Suggestions for sleeping better include getting up and out of bed, distracting yourself, make exercise part of your daily routine, writing out a to-do list, avoiding watching the clock, and making an effort to relax and stay relaxed.
It’s the middle of the night and you know you should be sleeping, but you can’t. […]Of course, if getting back to sleep were as easy as “just put it out of your mind and relax,” there wouldn’t be a problem. Lying there isn’t going to help, so when you find yourself stressing out, stop and get out of bed. Doing something else for a little while will help you shake it off.
Tips for sleeping better even under stress include walking around a bit, having a cup of tea to get your mind off things, meditating, avoiding screen time, limiting your use of sleep drugs, and avoiding work.
This one may be hard, but it might be best to save conversations about issues that cause stress, anxiety or other strong emotions, which is pretty much anything and everything happening in the outside world, for during the day, rather than before you go to bedtime. As the article notes:
Of course, that’s not to say that you can’t talk about things that are bothering you if those conversations will be a relief. Voicing your emotions is a powerful way to deal with them. If you need some comfort or are generally worried, feel free to speak up. However, if you’re just going to dwell on something outside your control that can wait, give yourself time to rest instead.
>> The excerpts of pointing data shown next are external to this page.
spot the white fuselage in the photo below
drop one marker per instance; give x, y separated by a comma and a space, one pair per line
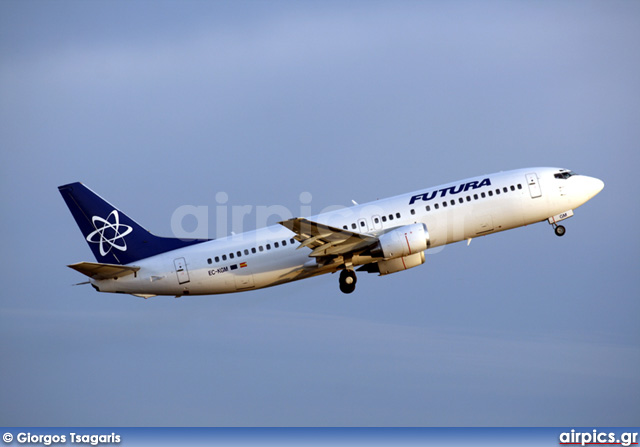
269, 256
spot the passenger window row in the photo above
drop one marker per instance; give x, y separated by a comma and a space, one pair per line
482, 195
253, 250
376, 220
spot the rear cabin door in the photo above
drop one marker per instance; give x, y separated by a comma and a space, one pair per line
181, 270
534, 186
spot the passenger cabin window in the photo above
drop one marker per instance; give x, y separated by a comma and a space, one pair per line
563, 175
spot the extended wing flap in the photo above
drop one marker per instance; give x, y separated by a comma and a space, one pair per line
103, 271
325, 240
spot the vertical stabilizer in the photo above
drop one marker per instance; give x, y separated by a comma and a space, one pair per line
113, 236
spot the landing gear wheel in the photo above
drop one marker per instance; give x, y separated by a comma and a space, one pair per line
560, 230
348, 281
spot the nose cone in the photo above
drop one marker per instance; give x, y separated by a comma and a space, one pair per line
593, 186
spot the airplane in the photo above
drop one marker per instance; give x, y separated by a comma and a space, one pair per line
385, 236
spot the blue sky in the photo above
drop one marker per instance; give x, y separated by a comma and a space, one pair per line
156, 105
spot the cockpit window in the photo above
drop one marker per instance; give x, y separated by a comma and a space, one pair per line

Given everything going on right, this would include avoiding looking at news stories or social media. The outside world can wait, just a little, while you rest and recover.
A lot of people are reporting especially vivid dreams and nightmares, a sign that even during sleep, the stress of the world is creeping in. Even when you know that it was just a dream, nightmares can bring their own added stress. Feeling depressed and anxious after a nightmare is normal. It’s important to acknowledge these feelings, and then to try and process the contents of the dream.
Right now, we are all dealing with an unprecedented situation, one that is stressful and anxiety-inducing and doesn’t come with a clear end. Losing sleep over what is happening is normal, but it’s also an effect that can be mitigated. So pick a strategy, try it out, and if that doesn’t work, try something new.
While you’re trying to improve your sleep, keep washing your hands, practice physical distancing, and do everything else in your power to keep you and yours healthy and safe. After all, one of best ways to stave off the worries that keep you up at night is to do everything you can during the day to make life better.